To Do List:
- Add Config files instead of individual parameters in function
- Add Manifest file?
- Add License & Releases
- Add distance matrices to SOCNum
- Add coveralls
- Change descriptor functions to accept sequences themselves.
- Add references for all descriptors
- Look over and add some encoding unit tests.
- Update version in init
- Look into pssm: https://nanx.me/protr/reference/extractPSSM.html
- Change AAP parameter in descriptors.
- Split up CTD to C, T and D.
- Add lag arg to Autocorrelation descriptors.
- Descriptors accewpt AAI code for property names.
- Add DPC and TPC lists to files.
- Correct supplementary_materials
- Add example comments to func definitions
- Installation from source in readme
- Parse descriptors into embedded JSON format
- Seperate pySAR and descriptors into different softwares??
- Change ProDSP to pyDSP
- Update comments in funcs to that of DCBLSTM_PSP
- Add config file to README
- Change Explained Var to Explained Variance
- Add : to parameters in functions
- Change descriptor comments to account for each descriptor func working per sequence.
- Change workflow name from deploy_to_testpypi -> deploy_testpypi
- Move parse functions to bottom of file
- Change lambda (key word) to lamda
- Remove parameter instances of class Object in comments?
- Add filter/window/convolution metaparameters to config
- Remove 'Description' from comments of functions
- Ensure outputs are Series not DF's
- Lower case input before searching DB in func get_record_from_name
- Change get_record_from_name to get_record_from_desc
- For each descriptor function, if input is single string (single seq) return
- Add wiki to pySAR
- Catch TypeError on each descriptor func (add typerror to descriptor tests)
- Create a 2nd branch with results in it
- Swap any 'pySAR' for self.pySAR_module_path = os.path.dirname(os.path.abspath(sys.modules[self.module].file))
- I think AAI_descriptor encoding func is adding empty descriptor DF's onto AAI indices
- Amp pseudo aacomp descriptor func.
- Add print parameter to encoding functions.
- Add readthedocs badge -
- Update AAIndex module to use similar setup as aaindex package - removeing aaindex.py and test_aaindex.py files
- - Add images to pypi - https://stackoverflow.com/questions/41983209/how-do-i-add-images-to-a-pypi-readme-that-works-on-github
- Add emojis to readme
- read the docs
- Upload bandit, package safety check etc to GCP bucket
- Add software dev report?
- Make demo youtube vid.
- Add future section to readme.
- Read the docs (.readthedocs.yml)
- Front-end react app.
- Check variable naming conventions (https://peps.python.org/pep-0008/)
- Check output of bandit and flake8 check.
- Add updates.md file which outlines changes bw versions.
- Remove travis.ci workflows.
- Add maintainer and keywords to setup.py.
- Remove travis ci from readme.
- Remove some python versions from setup.py.

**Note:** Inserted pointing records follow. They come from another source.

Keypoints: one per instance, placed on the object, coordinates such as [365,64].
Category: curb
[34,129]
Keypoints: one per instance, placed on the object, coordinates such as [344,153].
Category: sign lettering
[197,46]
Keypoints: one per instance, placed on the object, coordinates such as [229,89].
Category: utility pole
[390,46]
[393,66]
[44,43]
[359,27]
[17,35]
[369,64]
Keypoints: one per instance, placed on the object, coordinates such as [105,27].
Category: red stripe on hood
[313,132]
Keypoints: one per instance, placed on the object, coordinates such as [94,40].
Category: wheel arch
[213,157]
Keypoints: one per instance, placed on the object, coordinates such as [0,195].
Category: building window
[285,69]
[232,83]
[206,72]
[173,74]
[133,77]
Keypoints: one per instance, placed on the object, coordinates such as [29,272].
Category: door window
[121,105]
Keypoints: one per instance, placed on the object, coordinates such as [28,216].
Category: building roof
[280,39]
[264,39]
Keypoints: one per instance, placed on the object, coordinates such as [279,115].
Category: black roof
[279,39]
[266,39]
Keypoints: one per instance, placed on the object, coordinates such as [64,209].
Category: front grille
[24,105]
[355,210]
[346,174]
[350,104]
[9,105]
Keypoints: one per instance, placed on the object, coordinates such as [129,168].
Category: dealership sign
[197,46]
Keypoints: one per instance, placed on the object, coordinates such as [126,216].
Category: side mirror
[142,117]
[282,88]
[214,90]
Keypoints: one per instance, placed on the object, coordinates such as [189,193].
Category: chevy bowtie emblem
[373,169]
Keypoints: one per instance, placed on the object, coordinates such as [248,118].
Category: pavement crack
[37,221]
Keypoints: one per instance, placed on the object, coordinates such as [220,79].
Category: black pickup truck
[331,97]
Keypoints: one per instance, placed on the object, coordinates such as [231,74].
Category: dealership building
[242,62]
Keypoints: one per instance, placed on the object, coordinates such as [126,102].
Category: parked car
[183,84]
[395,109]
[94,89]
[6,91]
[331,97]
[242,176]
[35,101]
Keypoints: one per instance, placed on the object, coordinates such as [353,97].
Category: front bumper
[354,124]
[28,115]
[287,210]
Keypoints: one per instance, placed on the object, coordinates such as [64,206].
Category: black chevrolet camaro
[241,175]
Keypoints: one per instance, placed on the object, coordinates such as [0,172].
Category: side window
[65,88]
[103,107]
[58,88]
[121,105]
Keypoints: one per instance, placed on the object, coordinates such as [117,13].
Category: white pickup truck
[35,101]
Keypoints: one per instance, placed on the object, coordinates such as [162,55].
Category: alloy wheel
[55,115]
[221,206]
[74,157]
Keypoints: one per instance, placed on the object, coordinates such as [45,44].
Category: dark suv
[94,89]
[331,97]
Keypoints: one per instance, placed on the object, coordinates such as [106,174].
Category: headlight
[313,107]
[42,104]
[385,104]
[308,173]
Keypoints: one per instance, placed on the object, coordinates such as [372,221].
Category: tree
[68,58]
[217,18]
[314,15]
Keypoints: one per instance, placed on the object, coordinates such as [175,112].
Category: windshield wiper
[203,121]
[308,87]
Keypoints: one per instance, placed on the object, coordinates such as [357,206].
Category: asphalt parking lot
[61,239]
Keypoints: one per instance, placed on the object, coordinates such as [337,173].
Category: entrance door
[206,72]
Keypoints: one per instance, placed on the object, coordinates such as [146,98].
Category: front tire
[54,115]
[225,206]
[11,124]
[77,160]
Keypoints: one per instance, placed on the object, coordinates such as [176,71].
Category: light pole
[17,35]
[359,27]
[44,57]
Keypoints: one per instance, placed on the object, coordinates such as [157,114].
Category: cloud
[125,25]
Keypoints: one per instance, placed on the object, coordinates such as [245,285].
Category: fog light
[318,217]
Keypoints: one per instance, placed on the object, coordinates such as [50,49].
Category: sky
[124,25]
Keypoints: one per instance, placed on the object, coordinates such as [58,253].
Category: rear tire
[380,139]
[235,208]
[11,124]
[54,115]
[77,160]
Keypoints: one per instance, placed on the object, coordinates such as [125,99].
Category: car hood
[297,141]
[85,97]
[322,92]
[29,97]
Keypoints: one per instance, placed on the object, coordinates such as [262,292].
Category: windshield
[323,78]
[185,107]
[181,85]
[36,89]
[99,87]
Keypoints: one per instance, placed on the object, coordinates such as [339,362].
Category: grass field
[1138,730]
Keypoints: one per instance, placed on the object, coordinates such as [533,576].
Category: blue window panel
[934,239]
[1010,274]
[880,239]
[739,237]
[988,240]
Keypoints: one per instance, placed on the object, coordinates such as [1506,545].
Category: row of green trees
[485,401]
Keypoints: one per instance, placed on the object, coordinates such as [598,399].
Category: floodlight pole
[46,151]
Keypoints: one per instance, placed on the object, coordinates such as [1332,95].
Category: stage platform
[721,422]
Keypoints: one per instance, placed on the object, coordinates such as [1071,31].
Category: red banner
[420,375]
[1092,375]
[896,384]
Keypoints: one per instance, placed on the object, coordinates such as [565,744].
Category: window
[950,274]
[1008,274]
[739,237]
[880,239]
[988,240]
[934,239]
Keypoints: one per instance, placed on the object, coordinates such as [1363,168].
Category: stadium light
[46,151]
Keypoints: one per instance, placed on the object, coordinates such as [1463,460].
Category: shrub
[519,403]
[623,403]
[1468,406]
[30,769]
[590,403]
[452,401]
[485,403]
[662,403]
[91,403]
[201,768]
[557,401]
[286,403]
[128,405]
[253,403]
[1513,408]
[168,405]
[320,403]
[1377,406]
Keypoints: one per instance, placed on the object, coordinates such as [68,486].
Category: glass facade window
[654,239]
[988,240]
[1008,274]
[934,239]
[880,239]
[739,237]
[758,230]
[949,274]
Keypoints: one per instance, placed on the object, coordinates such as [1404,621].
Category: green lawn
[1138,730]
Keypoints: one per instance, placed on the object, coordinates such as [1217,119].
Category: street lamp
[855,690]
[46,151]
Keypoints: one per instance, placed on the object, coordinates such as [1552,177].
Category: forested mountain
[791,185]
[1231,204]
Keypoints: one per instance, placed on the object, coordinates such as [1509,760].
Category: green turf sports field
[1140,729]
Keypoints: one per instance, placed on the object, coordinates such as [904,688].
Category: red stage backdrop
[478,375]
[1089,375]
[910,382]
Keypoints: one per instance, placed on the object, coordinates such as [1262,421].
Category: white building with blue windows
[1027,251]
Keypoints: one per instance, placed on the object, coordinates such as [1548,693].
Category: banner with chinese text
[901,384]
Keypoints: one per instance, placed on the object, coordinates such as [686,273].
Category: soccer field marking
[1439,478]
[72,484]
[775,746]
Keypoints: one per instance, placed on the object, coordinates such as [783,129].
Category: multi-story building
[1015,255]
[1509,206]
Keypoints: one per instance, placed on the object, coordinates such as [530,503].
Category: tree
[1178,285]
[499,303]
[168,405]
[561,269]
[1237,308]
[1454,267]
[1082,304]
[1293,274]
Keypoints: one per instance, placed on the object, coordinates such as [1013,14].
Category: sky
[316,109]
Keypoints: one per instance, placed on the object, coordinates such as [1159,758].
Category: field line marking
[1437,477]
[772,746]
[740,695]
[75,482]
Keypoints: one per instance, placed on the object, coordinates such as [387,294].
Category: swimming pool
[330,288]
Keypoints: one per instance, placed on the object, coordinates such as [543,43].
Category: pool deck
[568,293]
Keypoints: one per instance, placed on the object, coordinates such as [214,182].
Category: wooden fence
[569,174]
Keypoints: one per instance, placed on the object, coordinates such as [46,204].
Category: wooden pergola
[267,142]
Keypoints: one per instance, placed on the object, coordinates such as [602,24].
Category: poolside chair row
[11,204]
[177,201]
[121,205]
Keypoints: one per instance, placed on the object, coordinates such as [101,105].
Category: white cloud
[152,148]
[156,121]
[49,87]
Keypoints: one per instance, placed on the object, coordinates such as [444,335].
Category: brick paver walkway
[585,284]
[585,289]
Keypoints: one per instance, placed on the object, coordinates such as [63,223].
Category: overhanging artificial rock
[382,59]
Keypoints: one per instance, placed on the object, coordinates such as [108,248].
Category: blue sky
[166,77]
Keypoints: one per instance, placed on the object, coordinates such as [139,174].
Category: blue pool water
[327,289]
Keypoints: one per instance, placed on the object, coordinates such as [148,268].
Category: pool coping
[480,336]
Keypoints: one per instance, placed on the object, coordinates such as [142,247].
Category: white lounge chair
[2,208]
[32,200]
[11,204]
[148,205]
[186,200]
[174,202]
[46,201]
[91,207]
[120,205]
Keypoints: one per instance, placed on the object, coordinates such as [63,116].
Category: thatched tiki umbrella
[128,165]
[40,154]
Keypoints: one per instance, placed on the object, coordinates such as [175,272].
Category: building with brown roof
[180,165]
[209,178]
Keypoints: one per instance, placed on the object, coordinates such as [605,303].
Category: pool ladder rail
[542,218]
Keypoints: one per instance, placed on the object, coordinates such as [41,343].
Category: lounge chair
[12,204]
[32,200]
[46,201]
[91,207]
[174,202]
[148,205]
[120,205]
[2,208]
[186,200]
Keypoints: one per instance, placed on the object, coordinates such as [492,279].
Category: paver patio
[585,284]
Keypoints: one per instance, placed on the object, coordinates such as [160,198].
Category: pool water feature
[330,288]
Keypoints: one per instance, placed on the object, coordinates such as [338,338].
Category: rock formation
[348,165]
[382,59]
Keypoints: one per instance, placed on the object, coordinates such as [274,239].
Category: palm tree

- Fix "How to Cite" section to display citation on multiple lines.
- Add info about different branch in repo, maybe even remove it and move ot Google Drive.
- Correct naming in setup.cfg.
- Add "python3 -m twine upload --repository testpypi dist/*" to test pypi workflow.
- Change "secrets.PY_PI..." to "secrets.PYPI...".
- Remove .Ds_Store and any pycache from github upload.
- Update build/test/deploy workflow syntax, look at iso3166-updates workflow for reference.
- Add comments to .circle/workflow.
- Add spacing in between individual references, see if it improves readability, revert if not.
- Include range of values for each activity value in example_datasets/readme.
- Finish Config.md. Mention in pySAR/readme that explanation of all params available in config.md.
- Update readme examples of software to include updated import structure of.
- Fix badges on main repo.
- Can remove aaindex files from pySAR/pySAR/data as these are included in aaindex package now.
- Remove license.txt from pySAR/pySAR
- Could remove aaindex1 & aaindex1.json file from tests/test_data.
- Remove .coveralls.yml
- Move pySAR demo to Google Colab.
- In descriptors/readme go into more detail about what each descriptor does.
- Add documentation section in readme.
- Add Assertion message to some unit tests.
- Change mentions of "descriptor_paramters" to "descriptor_properties".
- Results branch - remove everything but results dir.
- Be able to pass in JSON object to Encoding object. Parse objects in JSON that are present, all don't have to be but most important ones need to be there.
- Change Get record from AAIndex database section in readme to show new way aaindex is imported.
- Update refs on main readme to actually include authors/titles of works.
- Remove travis ci badge from readme.
- JSON object of descriptors can be passed into Descriptors class.
- Add path-ignore keywords to GitHub Action.
- Reorder software metadata in setup.py to be in order of main func, create description var.
- Add download_url to setup.py - url of zipped package.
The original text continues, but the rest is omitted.